Through polls and nuance, the government is forever trying to convince you that the money you throw down their inefficient rat holes is, somehow, fair to you. It isn’t – on any level. Sales taxes are too high, property taxes are too high, state income taxes are too high and federal income taxes are nothing short of criminal. Plus the feds get another trip around your wallet when you sell something for more than you paid for it and they get to tax you a second time on whatever’s left when you die. It fits the constitutional definition of cruel and unusual punishment.
   Often is heard the phrase that, ”you know, historically speaking, taxes are low.” That is a bald-faced lie. In most years from 1776 to 1913 there were no federal income taxes at all and local taxes were slight.
   We Americans don’t like taxes because it presumes the taxing body has some self-anointed authority – which was not directly given by consent of the governed. Local taxes are notorious for this because of off-date elections designed to limit turnout in such a way that constitutionally demanded consent of the governed is in fact not granted.
   In most of America’s history prior to the 1913 16th amendment, which granted the feds the right to steal from you, taxes came and went with wars. If you notice that since the guaranteed flow of tax money began in 1913 there have been precious few years without wars, then you get to move to the head of the class.
   But let’s take a closer look at tax history in the colonies from this passage: “When Parliament passed the Stamp Act in 1765, Americans had never before experienced direct taxation. They rebelled. In 1767, Parliament passed the Townshend Acts, which levied taxes on an array of British goods. The colonists responded by boycotting British imports. Parliament repealed most of the Townshend Acts in 1770 (except the tax on tea), and in 1773 passed the Tea Act, which essentially told Americans they had to buy their tea from the East India Co. through government-approved merchants. Though the act actually lowered the cost of British tea, Americans were so outraged at Britain's assertion of authority that they forbade tea-bearing ships from docking. And, of course, in Boston they threw 342 chests of tea into the harbor.”
   The operative phrase there is “Britains assertion of authority.” And so it is today. We don’t care much who you claim to be or what you plan to do; we are just concerned with your “assertion of authority.” It concerns us because we got and get so much done without the help of those who assert their authority via taxation.
   Early in our history we taxed ourselves to pay off the war for independence and tussles with France but Thomas Jefferson ended that taxation in 1802. We stayed tax-free until the War of 1812, which cost us until 1817. We had no direct taxation in the country again until 1861.

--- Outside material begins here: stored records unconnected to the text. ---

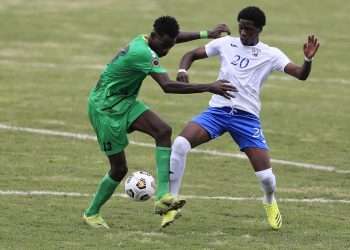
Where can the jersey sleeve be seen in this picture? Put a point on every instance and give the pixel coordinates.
(213, 47)
(280, 60)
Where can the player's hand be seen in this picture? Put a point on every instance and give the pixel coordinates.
(311, 47)
(218, 31)
(182, 77)
(221, 87)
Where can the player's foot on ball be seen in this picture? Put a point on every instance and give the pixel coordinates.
(274, 216)
(95, 221)
(169, 217)
(168, 202)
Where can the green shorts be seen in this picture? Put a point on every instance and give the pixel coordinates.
(112, 128)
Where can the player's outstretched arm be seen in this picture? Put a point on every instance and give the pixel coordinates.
(310, 49)
(169, 86)
(217, 32)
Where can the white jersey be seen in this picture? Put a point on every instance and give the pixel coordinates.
(246, 67)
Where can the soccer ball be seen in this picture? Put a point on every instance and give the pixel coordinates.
(140, 186)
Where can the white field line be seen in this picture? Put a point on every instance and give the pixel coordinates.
(194, 197)
(211, 73)
(198, 151)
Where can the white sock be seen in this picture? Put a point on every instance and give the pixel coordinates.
(268, 184)
(179, 151)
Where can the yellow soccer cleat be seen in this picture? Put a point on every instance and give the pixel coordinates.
(274, 216)
(170, 217)
(95, 221)
(167, 203)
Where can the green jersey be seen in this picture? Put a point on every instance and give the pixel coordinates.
(120, 82)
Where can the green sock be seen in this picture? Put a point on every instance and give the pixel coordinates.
(163, 166)
(104, 191)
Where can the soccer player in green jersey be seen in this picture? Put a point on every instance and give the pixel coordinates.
(115, 111)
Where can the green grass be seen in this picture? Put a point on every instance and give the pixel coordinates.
(51, 54)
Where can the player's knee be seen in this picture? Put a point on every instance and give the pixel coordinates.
(179, 150)
(267, 179)
(181, 146)
(164, 132)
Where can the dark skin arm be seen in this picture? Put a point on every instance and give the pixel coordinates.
(170, 86)
(214, 33)
(299, 72)
(302, 72)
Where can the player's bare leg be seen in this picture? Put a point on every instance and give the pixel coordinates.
(180, 148)
(150, 123)
(260, 161)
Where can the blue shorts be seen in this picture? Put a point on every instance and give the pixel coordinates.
(244, 127)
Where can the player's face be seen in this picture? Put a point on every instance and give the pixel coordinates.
(161, 44)
(249, 34)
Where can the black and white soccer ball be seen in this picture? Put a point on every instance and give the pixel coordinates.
(140, 186)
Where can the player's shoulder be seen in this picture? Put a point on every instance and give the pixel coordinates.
(225, 39)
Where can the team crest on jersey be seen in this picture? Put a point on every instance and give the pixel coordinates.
(255, 51)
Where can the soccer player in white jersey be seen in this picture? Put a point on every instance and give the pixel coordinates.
(246, 62)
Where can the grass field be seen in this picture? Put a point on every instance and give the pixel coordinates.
(51, 55)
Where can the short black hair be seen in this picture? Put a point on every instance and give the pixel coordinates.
(166, 25)
(254, 14)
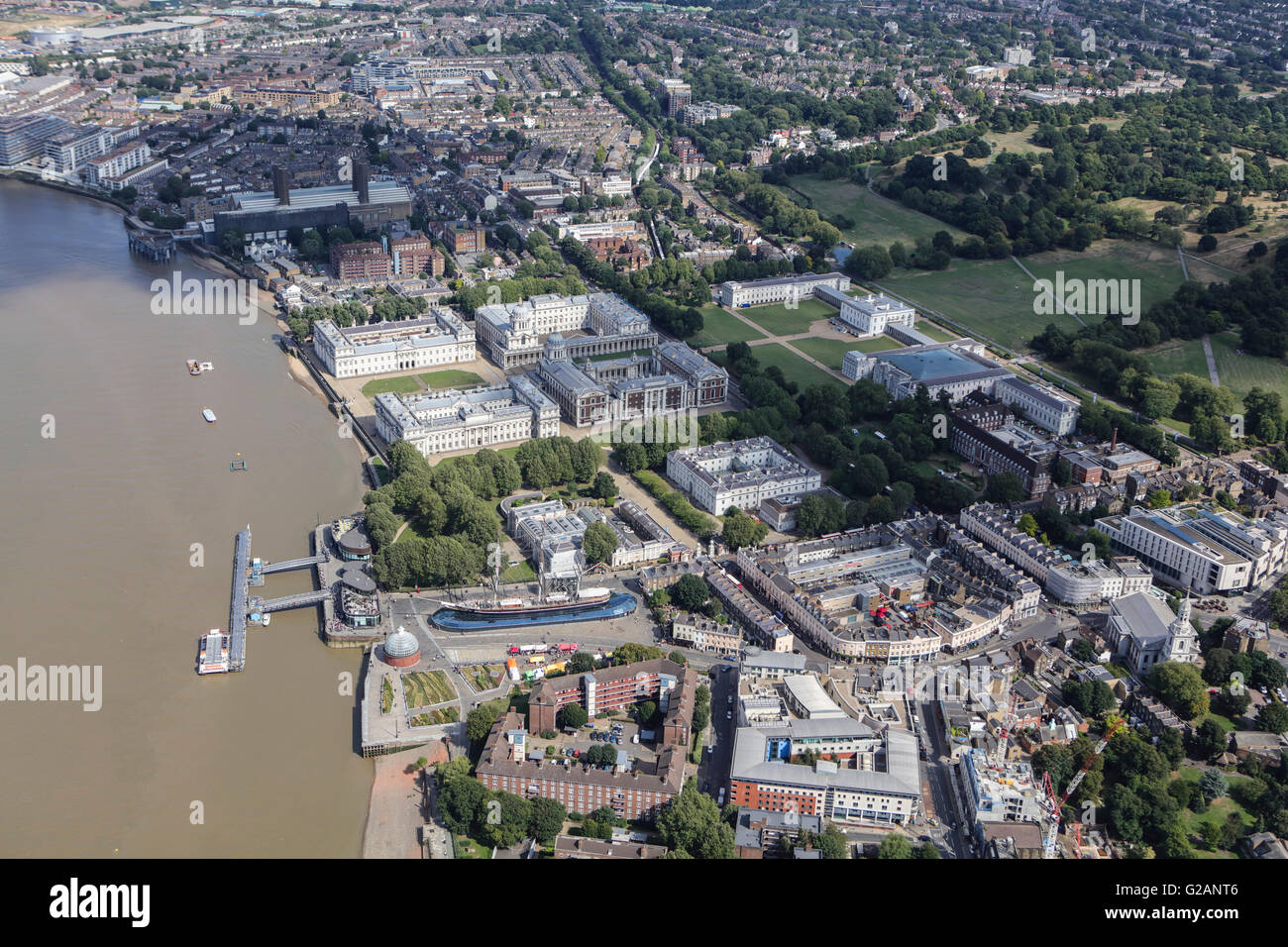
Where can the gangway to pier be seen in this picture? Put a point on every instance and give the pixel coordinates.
(237, 607)
(296, 600)
(287, 565)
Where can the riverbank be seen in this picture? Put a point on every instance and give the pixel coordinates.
(394, 809)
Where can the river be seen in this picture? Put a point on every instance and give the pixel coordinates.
(97, 562)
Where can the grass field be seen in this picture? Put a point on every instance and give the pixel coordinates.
(1157, 268)
(483, 677)
(719, 329)
(426, 688)
(831, 352)
(996, 298)
(410, 384)
(450, 377)
(927, 328)
(794, 368)
(875, 219)
(1240, 373)
(990, 296)
(404, 384)
(437, 716)
(778, 320)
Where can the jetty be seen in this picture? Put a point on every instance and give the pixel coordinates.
(250, 573)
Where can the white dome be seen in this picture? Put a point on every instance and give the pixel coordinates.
(400, 643)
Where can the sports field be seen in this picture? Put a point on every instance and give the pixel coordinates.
(450, 377)
(927, 328)
(719, 328)
(778, 320)
(872, 219)
(990, 296)
(996, 298)
(831, 352)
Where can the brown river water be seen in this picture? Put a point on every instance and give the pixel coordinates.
(95, 562)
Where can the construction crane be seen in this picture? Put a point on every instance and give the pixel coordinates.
(1048, 848)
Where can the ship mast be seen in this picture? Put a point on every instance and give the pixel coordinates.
(496, 571)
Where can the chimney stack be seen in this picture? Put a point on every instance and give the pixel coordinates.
(282, 185)
(362, 180)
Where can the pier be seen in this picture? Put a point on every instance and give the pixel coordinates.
(288, 565)
(248, 573)
(237, 607)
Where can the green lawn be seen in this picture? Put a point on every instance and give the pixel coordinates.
(831, 352)
(621, 355)
(426, 688)
(794, 368)
(1158, 270)
(778, 320)
(990, 296)
(927, 328)
(465, 847)
(450, 377)
(404, 384)
(996, 298)
(720, 328)
(872, 219)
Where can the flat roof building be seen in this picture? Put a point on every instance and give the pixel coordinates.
(451, 420)
(739, 474)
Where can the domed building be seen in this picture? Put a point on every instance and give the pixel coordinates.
(400, 648)
(355, 545)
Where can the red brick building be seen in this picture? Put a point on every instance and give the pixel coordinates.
(671, 685)
(366, 261)
(638, 792)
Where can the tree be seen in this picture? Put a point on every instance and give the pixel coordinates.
(1180, 686)
(692, 823)
(597, 543)
(691, 592)
(741, 530)
(1210, 740)
(478, 723)
(546, 818)
(574, 714)
(894, 845)
(1273, 718)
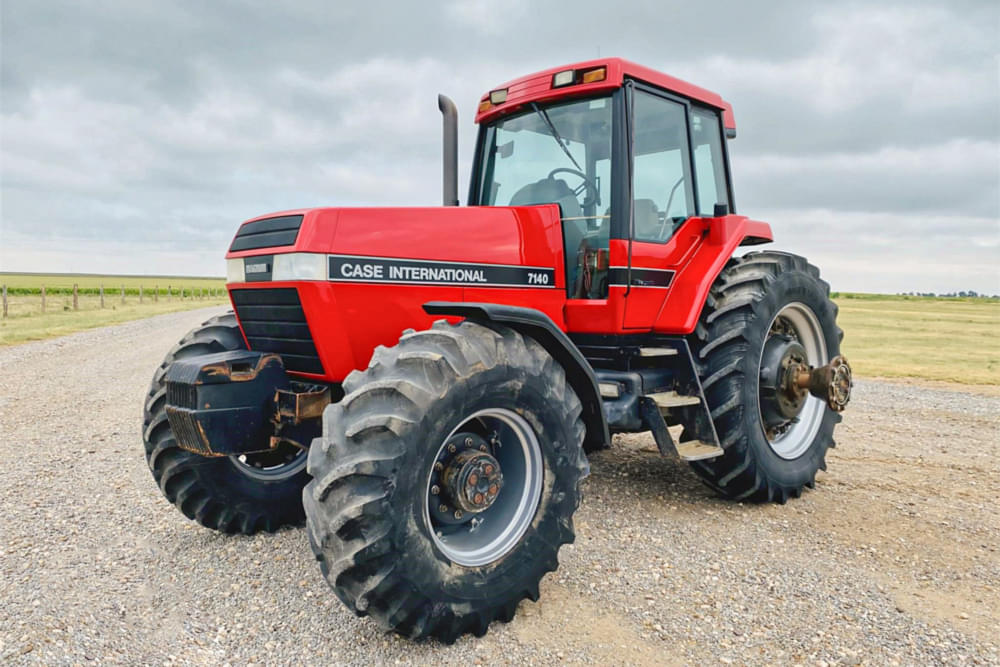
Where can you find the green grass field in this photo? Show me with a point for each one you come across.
(27, 321)
(948, 340)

   An excellent historian noted, “That means that "Manifest Destiny," including James K. Polk's war with Mexico, and the expansion of the country from coast to coast, was financed without a single direct federal tax being levied upon the American people.”

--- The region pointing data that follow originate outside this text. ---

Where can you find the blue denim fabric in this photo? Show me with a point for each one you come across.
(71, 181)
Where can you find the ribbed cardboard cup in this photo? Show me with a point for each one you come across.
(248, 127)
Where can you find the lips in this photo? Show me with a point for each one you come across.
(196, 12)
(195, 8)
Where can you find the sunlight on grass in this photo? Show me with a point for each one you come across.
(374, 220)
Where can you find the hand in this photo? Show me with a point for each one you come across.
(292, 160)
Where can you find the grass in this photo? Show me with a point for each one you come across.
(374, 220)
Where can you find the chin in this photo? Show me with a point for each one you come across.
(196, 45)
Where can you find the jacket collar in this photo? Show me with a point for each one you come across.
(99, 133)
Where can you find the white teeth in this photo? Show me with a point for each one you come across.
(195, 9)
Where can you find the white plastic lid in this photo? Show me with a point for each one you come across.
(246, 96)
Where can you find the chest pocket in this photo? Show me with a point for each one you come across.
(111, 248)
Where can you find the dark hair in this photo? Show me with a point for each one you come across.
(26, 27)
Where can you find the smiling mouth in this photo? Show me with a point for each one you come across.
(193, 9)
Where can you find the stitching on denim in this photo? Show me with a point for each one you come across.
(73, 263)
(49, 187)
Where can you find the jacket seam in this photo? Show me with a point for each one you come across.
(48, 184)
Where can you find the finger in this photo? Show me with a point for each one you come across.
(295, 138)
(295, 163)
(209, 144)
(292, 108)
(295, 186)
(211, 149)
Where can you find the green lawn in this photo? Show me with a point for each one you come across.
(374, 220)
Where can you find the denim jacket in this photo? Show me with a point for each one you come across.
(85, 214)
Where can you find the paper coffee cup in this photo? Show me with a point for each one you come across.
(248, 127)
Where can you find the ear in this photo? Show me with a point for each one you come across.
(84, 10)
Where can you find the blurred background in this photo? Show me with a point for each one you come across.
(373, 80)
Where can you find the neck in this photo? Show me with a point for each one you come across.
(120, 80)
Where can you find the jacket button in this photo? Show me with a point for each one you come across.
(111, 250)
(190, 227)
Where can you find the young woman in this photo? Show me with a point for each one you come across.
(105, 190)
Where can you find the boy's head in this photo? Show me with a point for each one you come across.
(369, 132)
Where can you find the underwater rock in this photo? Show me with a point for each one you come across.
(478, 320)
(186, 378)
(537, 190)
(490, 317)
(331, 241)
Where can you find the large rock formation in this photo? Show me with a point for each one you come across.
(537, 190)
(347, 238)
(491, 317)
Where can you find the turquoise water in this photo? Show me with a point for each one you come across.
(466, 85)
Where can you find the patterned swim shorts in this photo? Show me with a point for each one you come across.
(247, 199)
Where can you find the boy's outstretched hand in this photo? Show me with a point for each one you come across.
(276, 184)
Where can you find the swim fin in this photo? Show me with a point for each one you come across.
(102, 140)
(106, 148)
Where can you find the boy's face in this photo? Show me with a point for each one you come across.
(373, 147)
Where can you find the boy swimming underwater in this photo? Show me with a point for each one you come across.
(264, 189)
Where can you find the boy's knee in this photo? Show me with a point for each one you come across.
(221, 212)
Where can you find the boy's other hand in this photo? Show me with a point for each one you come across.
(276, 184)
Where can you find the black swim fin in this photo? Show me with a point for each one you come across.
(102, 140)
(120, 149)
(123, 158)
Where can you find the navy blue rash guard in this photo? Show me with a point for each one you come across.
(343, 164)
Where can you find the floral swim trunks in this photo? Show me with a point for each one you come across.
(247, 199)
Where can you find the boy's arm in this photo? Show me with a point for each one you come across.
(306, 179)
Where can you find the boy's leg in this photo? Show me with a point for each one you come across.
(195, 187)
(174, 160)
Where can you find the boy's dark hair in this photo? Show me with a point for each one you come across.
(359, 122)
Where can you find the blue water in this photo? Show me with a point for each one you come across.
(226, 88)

   “The federal income tax imposed to finance the Civil War had two tax brackets – 3 percent and 5 percent – and was repealed in 1872. It remained off the books until 1913, when the 16th Amendment was ratified. The federal income tax rates in 1913 ranged from 1 percent to 7 percent. That highest rate applied to people earning $500,000 a year or more. Today, a married couple earning that much would pay a federal income tax rate of 35 percent, and with all taxes combined could pay more than half their income in taxes.”

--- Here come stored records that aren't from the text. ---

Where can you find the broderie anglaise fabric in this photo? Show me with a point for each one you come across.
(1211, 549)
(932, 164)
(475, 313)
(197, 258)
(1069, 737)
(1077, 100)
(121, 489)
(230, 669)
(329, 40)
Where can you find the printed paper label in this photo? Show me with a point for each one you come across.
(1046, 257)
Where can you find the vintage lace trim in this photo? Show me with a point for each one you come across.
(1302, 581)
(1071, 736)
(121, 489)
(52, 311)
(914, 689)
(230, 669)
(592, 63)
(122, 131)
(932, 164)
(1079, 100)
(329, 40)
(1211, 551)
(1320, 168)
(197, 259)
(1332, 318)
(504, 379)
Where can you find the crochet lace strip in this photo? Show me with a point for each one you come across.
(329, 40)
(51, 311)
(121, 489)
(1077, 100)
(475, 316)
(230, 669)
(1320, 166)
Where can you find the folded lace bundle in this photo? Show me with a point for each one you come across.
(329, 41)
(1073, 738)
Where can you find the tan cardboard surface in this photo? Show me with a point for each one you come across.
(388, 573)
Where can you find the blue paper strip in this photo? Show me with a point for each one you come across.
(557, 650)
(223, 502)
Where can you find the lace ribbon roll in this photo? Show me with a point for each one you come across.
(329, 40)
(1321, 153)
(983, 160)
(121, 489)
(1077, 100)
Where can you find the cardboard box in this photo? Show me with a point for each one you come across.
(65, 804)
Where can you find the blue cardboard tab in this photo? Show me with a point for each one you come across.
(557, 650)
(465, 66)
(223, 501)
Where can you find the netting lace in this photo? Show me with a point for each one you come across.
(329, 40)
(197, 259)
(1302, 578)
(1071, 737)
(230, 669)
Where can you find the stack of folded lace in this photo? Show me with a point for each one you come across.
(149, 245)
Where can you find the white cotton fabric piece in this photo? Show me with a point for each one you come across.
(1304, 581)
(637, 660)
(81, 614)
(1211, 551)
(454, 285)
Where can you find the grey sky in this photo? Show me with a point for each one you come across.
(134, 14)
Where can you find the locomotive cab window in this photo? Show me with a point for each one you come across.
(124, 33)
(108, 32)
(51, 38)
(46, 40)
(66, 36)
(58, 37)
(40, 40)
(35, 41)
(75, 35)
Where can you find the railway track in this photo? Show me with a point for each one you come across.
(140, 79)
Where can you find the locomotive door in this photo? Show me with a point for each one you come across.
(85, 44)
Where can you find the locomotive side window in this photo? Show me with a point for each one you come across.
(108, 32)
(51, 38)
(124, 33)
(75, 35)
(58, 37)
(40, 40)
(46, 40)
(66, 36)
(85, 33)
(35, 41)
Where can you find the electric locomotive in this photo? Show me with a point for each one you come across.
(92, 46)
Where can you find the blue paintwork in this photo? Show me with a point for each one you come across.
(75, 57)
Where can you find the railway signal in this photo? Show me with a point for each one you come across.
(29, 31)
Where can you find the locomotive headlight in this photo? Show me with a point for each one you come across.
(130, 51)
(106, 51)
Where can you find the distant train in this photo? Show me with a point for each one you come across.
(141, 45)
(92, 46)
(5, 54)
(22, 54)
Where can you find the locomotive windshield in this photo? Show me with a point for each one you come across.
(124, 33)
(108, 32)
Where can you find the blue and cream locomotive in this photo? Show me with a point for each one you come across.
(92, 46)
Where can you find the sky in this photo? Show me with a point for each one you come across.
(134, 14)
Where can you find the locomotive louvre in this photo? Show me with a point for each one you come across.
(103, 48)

   There’s nothing fair about those numbers.
   Locally, at the state level and the federal level, taxation is totally out of control. Monies are thrown at all kinds of issues and problems governments have no constitutional authority to be involved in and they want more … and our answer should be no.
   They spend too much, they tax too much and they borrow too much – all on that “assertion of authority” that remains ungranted.